Potential risks: Slower-than-expected progress of project construction in Qinghai, Xinjiang and other places; DLE technology backwardness; intensified competition in the lithium resources market; less-than-expected demand for stones; risks in macroeconomic activities.
Investment recommendation: Wanli Stone, joining hands with Tailixin Mining to extract lithium from salt-lake brine, has created a second growth curve. Tailixin Mining owns the international leading DLE technology, which can effectively tackle the difficult lithium extraction and long construction period in China’s salt lakes with high magnesium-lithium ratio.
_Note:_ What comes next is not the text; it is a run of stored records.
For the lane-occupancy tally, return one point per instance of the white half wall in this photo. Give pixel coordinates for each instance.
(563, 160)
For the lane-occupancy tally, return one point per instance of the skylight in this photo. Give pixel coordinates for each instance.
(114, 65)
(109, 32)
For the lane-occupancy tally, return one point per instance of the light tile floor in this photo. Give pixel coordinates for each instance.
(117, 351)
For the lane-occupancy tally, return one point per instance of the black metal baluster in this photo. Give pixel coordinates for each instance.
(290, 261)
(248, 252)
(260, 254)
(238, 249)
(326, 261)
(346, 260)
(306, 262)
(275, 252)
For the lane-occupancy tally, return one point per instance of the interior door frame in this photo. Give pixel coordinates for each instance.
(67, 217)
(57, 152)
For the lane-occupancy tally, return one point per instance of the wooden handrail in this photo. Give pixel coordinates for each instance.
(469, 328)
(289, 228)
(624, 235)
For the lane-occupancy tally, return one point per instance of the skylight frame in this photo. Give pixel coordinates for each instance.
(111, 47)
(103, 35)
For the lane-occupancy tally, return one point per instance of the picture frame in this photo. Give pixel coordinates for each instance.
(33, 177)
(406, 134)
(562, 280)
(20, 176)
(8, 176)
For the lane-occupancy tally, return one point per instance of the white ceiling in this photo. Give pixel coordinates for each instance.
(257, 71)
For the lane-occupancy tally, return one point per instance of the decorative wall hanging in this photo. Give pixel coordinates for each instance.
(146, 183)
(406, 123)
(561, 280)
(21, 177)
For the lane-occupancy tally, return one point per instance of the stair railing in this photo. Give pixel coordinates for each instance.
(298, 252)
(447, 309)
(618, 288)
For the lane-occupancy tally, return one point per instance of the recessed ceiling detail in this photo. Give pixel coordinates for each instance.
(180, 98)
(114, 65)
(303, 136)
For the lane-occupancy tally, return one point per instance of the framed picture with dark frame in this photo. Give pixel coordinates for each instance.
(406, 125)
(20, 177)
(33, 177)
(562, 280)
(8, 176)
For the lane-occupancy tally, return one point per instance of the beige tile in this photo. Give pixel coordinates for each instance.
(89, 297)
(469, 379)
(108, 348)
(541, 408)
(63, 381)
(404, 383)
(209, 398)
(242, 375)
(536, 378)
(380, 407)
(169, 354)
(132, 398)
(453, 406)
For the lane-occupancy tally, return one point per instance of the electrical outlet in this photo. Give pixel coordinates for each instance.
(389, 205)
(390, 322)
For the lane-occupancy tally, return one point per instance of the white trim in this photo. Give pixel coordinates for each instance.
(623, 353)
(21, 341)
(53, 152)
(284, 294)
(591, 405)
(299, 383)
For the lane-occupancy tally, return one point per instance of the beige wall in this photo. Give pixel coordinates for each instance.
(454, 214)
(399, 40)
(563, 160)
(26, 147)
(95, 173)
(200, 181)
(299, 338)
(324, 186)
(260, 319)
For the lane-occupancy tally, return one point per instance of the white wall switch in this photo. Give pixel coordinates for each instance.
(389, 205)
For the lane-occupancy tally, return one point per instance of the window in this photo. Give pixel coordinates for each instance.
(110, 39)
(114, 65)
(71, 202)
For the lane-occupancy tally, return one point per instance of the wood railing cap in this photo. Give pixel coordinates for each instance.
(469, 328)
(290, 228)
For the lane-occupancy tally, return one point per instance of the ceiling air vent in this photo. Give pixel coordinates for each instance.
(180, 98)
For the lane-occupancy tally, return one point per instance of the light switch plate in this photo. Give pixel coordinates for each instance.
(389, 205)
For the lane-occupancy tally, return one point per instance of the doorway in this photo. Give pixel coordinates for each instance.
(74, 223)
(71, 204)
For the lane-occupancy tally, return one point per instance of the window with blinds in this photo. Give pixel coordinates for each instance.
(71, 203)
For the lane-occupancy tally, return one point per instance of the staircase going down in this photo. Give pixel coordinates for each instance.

At present, Wanli Resources, a joint venture between the Company and Tailixin Mining, has started several lithium extraction projects in Qinghai, Xinjiang and other places. With the gradual release of the production capacity of lithium extraction business, the Company's profitability will be significantly enhanced, and the DLE technology is also likely to start large-scale replication. We forecast that the EPS of the Company in 2022E/23E/24E at Rmb0.09/0.94/1.72. We select Jiuwu Hi-Tech (300631.SZ), Sunresin New Materials (300487.SZ) and Wave Cyber (688718.SH) as comparable companies, which are trading at 32x 2023E PE per Wind consensus estimates. We believe that the Company is worth a certain valuation premium compared with the comps, mainly because: 1) The Company’s DLE technology is advanced. Tetramethylsilane (TMS) adsorbent can be continuously adsorbed and resolved, and the lithium extraction process is widely applicable and has low construction investment costs. Manganese and titanium adsorbents have the advantages of high adsorption capacity (up to 6-30mg/g), short adsorption and desorption time (within one hour), which is much higher than the mainstream adsorbents such as aluminum adsorbents; and 2) The commercialization of the Company's DLE project has been in the forefront of comparable companies. We expect the Golmud project to reach production in 2Q23, and the construction of the Xinjiang project production line is progressing in an orderly manner. Using the PEG valuation method, we conservatively forecast that the annual compound growth rate (CAGR) of the Company's net profit in 2023E-2025E will likely exceed 70% on 0.62x PEG (the average level of comparable comps), corresponding to a PE multiple of 43x. Combining the PE and PEG valuation methods, we assign 40x 2023E PE to derive a target price of Rmb38, and initiate coverage with a “BUY” rating.